Martin plays Berthe, the titular character's grandmother, who doles out wisdom with a hint of sass to her wide-eyed grandson, the eponymous Pippin. When Berthe was initially offered to her, "I wasn't interested," she says. "I [told my agent] at first, 'Thank them but it's [not] something I'd do now — a woman in a wheelchair coming out with the grey hair — because that's how it was conceived. Sixty six in 1970 is a lot different than 66 is now...that's my age and I don't think of myself as that."

It was at The Second City in Toronto where Martin honed her comedic chops alongside John Candy, Catherine O'Hara, and the aforementioned Martin Short and Eugene Levy. She got noticed for her oddball characters like Edith Prickley and for memorable impersonations of Barbra Streisand and Mother Teresa. Her association with the troupe led to the sketch comedy TV show "SCTV." At the same time, she nurtured her stage acting by performing in shows like Private Lives and Candide at the Stratford Festival by day and taping "SCTV" by night.
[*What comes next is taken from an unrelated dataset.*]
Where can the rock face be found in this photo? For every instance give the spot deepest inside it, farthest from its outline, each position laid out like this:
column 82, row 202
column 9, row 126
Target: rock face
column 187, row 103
It is that same flexibility — both literal and figurative — that Martin displays as Berthe.

Andrea Martin
Photo by Joan Marcus
Martin's Berthe is very different than the quirky dowager Irene Ryan played in 1972 in Bob Fosse's original Pippin. Today's Berthe is very much a player in the acrobatic wonderworld Paulus has created with Gypsy Snider of the circus troupe Les 7 doigts de la main. Once inside Pippin's big top, audiences are welcomed to a circus frenzy of knife throwers, silk swingers, tightrope walkers and fire jugglers. Other players in the Pippin extravaganza include Tony winner Patina Miller, Matthew James Thomas, and fellow Broadway veterans Terrence Mann and Charlotte d'Amboise. Martin has made a name for herself on Broadway as a first-rate comedienne with an uncanny ability to infuse shows with jolts of energy and laughs in a matter of minutes. For her Broadway debut in 1993's My Favorite Year, it was the number "Professional Showbizness Comedy," that helped earn her a Tony for Best Featured Actress in a Musical. She has since gone on to be nominated four more times in the category, more than any other actress.

For Pippin, the show stopping moment is Martin's "No Time at All" — her only solo of the night — and it is often followed by the rare midshow standing ovation. She delivers half of it upside down from a trapeze. Critic David Rooney writing for the Hollywood Reporter labeled it "the most joyously exhilarating five minutes of stage time on Broadway right now." Tony voters agreed. Martin walked away with her second Tony at June's award ceremony.

"I really wanted this piece to be a traditional circus piece. I didn't want it to be contemporary with wires or with silks, I wanted you to look at it like I was an authentic circus performer from when I was younger, so that would have been 40, even 50 years ago. One day [Gypsy] came back and she said, 'I have an idea. I think you should be on a stationary trapeze and I want you to do it with a partner.'"

The rousing number also has her leading the audience in a sing-a-long that implores them that it's "time to start livin'/Time to take a little from this world we're given."

"It's kind of a perfect storm of a fabulous song, of the audiences wanting to be inspired and believe that they can live a long and healthy life and there is no reason why they can't," Martin explains. "I think it's so joyful, and I love doing it. I have two sons of my own, and talking to Pippin, I feel really deeply connected to him. I think there is just an underlying truth that people connect to. I honestly don't think that it's just about the physicality of the trapeze. I think, I hope, it's everything. "I knew that I wanted to reimagine [the part]. I wanted to experiment with the song in a way that is impactful for me at my age. I don't feel like my life is over and I feel everyday is a time to start living."